1. Blame – This rotten problem loves statements like, “if you would help out more, I’d be nicer.” Or “you always/never do….” Or, “when you finally do what you said you would do, I’ll be happy.” Blame is relationship poison. It virtually eliminates any possibility for intimacy and creates a competitive, hierarchical dynamic that inevitably leaves someone injured.
Anti-dote: Take responsibility for your actions and your feelings. Other people are not in charge of your behaviours, your feelings or your happiness.
2. Keep Score – Score keeping leads to resentment, which generally sneaks in slowly early on in the relationship. It stock piles wrong doings and let downs. Resentment is a silent killer of relationships. It sits in the background of our hearts and waits for our partner to fail us, fail our children, or just do that thing that makes us crazy. In my experience, it is the number one cause of relationship failure.
Anti-dote: Grace, forgiveness, gratitude, understanding. Resentment cannot exist when we let our partners be human and make mistakes. Resentment can’t exist when we sit in a place of grace for the humanness of our loved ones.

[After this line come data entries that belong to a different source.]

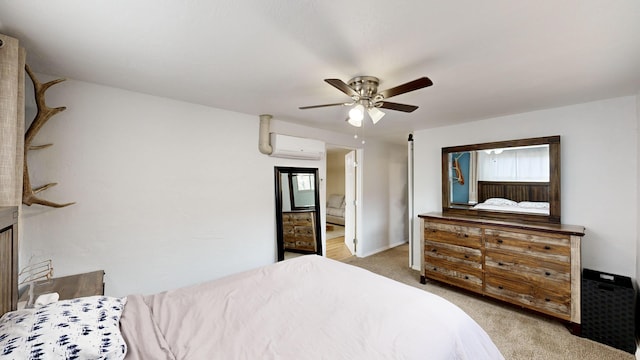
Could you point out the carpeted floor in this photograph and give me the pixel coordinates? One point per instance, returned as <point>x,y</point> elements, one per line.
<point>518,334</point>
<point>334,231</point>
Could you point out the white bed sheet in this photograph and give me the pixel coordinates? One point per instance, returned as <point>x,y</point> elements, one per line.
<point>512,208</point>
<point>308,307</point>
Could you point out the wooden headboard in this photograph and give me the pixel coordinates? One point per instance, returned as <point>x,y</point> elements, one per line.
<point>516,191</point>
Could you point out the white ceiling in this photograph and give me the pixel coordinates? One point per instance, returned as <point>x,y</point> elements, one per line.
<point>486,58</point>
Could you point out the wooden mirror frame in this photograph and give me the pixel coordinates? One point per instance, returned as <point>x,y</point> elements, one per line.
<point>278,193</point>
<point>450,209</point>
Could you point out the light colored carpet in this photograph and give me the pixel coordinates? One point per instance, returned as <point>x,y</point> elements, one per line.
<point>336,232</point>
<point>518,334</point>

3. Embrace Pride – This is a doozy! Pride seeks to punish. Pride says, “I’m better. I know better. You don’t deserve me or my forgiveness. You deserve to be punished.” It seeks to separate. Pride will always separate us from our partner. Never has a couple come in and said, “our pride grows us closer to each other.” Never. Prides sole purpose is to divide and conquer.
Anti-dote: Humility. Its ok to say sorry, to be wrong, to make mistakes. Humility grows us closer to each other, where we can safely bask in the reality of human-ness and imperfection.
4. Set Unrealistic Expectations – We enter into relationships doe-eyed and full of anticipation and excitement. We behave our absolute best, and so does our partner. We always give our best in the first few months of the relationship. Sadly, that can set the relationship up with expectations. Expectations of romance, time spent, enthusiastic engagements, helpfulness. And then normal sets in…. socks on the floor, toilet seats up, toothpaste!
Anti-dote: Flexibility. Do you allow your partner the freedom to fail? Are you realistic with your expectations? Have you communicated (respectfully) your needs, wants, hopes? Consider revamping your expectations and make a decision to focus on when your partner does show up for you. What you focus on, you will see.